The voice command revolution we’ve been waiting for

Voice commands in games have always been kind of… disappointing, honestly. Remember those early attempts where you had to use specific phrases and it never worked right? This feels different because it’s built on modern generative AI rather than simple voice recognition. The demo showing characters reasoning about commands instead of just responding to keywords is the key distinction here. They’re not just hearing “pressure plate” and running to the nearest pressure plate – they’re understanding the context and intent behind your words. That’s a massive leap forward if it works consistently.

The elephant in the room

Here’s the thing though – Forbes notes there are concerns among developers about job displacement and potential quality impacts. And you can see why. If AI can handle character interactions, dialogue, and companion behaviors, what happens to the writers and designers who traditionally create those systems? There’s also the question of whether AI-driven characters will feel as meaningful as carefully crafted ones. Will players form the same emotional connections with algorithm-generated companions? These are real questions Ubisoft will need to address as this technology moves forward.

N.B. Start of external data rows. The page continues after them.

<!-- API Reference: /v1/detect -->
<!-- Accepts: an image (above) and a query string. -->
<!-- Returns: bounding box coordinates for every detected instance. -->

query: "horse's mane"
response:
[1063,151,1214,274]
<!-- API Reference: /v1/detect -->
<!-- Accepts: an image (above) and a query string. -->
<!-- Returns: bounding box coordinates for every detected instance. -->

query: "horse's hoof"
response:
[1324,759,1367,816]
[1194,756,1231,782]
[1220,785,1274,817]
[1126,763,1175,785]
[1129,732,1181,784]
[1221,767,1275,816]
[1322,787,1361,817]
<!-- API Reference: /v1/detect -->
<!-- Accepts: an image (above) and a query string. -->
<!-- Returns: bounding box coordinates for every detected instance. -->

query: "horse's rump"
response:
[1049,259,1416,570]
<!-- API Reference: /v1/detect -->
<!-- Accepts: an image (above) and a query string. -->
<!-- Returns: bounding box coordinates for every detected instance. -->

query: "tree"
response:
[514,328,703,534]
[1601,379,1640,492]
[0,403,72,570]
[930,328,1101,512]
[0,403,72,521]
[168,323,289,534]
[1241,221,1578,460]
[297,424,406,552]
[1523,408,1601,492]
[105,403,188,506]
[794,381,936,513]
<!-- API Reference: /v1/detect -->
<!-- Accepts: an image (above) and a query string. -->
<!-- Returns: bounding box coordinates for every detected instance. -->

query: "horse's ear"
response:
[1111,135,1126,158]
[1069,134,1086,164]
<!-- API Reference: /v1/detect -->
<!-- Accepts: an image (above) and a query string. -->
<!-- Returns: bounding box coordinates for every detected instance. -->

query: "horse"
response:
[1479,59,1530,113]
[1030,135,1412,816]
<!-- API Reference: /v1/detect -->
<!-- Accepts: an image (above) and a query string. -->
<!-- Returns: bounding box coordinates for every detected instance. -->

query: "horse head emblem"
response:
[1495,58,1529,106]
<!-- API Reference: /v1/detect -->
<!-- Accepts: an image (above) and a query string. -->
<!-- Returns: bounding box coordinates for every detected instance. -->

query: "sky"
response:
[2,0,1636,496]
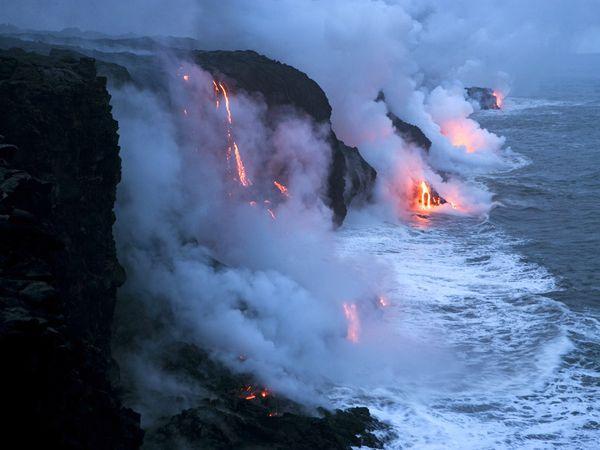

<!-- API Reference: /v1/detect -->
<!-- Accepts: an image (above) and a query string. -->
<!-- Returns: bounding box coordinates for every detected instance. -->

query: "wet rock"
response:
[466,86,500,110]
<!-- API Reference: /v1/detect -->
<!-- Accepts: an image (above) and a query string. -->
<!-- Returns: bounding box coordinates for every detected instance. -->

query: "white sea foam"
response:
[332,217,599,449]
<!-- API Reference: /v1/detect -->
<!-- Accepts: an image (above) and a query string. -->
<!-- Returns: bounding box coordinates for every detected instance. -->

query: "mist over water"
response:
[3,1,599,448]
[332,81,600,448]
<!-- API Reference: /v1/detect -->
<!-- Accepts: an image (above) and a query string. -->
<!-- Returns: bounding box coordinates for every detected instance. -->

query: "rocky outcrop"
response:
[193,50,376,224]
[135,343,387,450]
[376,91,431,152]
[466,86,500,110]
[0,32,378,225]
[0,49,142,448]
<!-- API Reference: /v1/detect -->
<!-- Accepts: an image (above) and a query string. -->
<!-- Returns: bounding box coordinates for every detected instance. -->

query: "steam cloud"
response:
[3,0,597,422]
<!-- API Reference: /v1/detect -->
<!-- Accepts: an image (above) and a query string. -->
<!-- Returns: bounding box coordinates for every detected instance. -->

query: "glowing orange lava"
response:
[214,80,252,187]
[233,142,251,187]
[492,90,504,108]
[415,180,445,212]
[343,303,360,343]
[419,181,431,210]
[273,180,289,197]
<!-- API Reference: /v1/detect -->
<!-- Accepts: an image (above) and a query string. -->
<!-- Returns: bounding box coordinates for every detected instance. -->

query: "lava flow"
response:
[343,303,360,343]
[416,180,446,211]
[492,90,504,109]
[273,180,289,197]
[213,80,252,187]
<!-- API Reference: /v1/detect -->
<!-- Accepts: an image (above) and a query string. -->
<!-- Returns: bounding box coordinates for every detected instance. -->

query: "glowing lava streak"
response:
[218,81,233,124]
[273,180,289,197]
[493,90,504,109]
[419,181,431,210]
[233,142,251,187]
[214,80,252,187]
[343,303,360,343]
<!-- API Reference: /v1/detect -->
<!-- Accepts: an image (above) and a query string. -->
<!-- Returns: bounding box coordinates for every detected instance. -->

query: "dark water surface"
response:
[478,78,600,312]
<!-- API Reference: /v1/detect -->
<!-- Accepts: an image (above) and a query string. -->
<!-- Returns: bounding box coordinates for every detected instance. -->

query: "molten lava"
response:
[213,80,252,187]
[273,180,289,197]
[233,142,251,187]
[416,180,446,211]
[343,303,360,343]
[240,385,271,401]
[492,90,504,109]
[420,181,431,210]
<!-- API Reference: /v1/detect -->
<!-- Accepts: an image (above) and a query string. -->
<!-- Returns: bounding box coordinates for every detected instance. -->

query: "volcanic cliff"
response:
[0,42,386,448]
[0,49,143,449]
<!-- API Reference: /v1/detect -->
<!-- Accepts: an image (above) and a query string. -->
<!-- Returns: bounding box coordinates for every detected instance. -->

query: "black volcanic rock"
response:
[147,402,383,450]
[138,343,387,450]
[193,50,376,224]
[376,91,431,152]
[388,111,432,151]
[0,50,142,448]
[466,86,500,110]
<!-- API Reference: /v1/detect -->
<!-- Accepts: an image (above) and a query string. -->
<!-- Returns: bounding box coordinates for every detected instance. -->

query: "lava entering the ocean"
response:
[416,180,446,211]
[492,90,504,109]
[343,303,360,343]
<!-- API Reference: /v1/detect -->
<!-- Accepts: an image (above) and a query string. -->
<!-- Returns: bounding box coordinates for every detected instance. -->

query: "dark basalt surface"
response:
[0,33,377,225]
[0,47,386,449]
[466,86,500,110]
[135,343,386,450]
[0,50,143,449]
[193,50,376,224]
[376,91,432,152]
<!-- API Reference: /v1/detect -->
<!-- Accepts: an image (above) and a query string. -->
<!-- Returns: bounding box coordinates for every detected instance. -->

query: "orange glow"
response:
[213,80,252,187]
[268,412,279,417]
[420,181,431,210]
[218,81,233,124]
[343,303,360,343]
[441,120,479,153]
[245,394,256,400]
[492,90,504,108]
[182,74,190,82]
[260,389,269,398]
[378,295,390,308]
[233,142,251,187]
[273,180,290,197]
[415,180,445,211]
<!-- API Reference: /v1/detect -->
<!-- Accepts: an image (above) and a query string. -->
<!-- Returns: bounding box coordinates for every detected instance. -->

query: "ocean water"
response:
[334,79,600,449]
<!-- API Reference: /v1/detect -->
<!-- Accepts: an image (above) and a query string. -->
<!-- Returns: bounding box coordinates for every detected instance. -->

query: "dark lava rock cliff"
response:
[466,86,500,110]
[0,49,143,449]
[0,37,385,449]
[193,50,376,224]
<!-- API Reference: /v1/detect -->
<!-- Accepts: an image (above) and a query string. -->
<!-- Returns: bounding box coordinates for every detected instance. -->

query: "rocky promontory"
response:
[0,43,385,449]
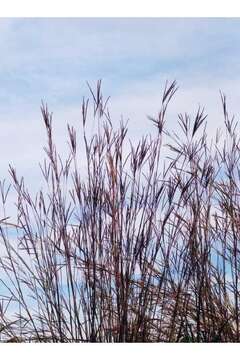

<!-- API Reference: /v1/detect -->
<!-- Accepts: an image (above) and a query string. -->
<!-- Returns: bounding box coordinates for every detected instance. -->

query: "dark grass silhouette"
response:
[0,81,240,342]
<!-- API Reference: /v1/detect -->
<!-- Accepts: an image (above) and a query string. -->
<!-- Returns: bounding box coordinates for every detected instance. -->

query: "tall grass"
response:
[0,81,240,342]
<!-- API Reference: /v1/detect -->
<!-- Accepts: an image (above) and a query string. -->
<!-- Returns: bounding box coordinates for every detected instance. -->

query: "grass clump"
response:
[0,81,239,342]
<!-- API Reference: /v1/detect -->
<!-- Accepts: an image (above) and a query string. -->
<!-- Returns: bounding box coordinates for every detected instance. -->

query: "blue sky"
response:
[0,16,239,321]
[0,18,240,194]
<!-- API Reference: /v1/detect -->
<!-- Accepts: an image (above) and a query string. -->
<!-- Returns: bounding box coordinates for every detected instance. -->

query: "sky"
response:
[0,18,240,196]
[0,16,239,323]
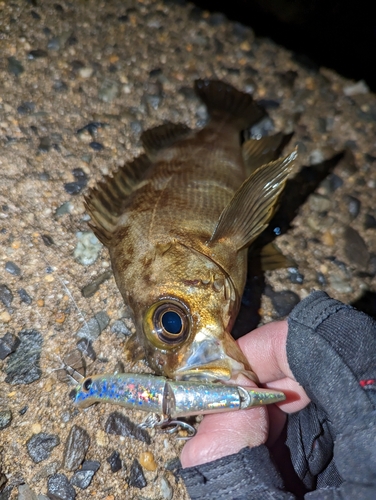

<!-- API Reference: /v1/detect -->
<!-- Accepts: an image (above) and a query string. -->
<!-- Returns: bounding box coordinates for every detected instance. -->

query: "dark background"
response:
[192,0,376,92]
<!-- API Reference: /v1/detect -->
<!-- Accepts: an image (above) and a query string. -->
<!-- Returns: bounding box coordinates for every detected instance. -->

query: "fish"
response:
[85,79,297,383]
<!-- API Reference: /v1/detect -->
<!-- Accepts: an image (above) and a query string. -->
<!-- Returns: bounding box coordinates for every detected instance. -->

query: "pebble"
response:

Where this could actually change gaming

The most exciting potential here isn’t just about giving orders in combat. Think about massive open-world games where you can ask your AI companion about that weird symbol you saw three hours ago, or get a refresher on political factions when you return to a game after a month away. That “always accessible, voice-driven companion” could fundamentally change how we experience complex game worlds. No more digging through codex entries or watching recap videos – you just ask your in-game buddy what’s up. If Ubisoft can pull this off without the usual AI jankiness, we might be looking at one of those rare technologies that actually changes how we play games rather than just being a gimmick.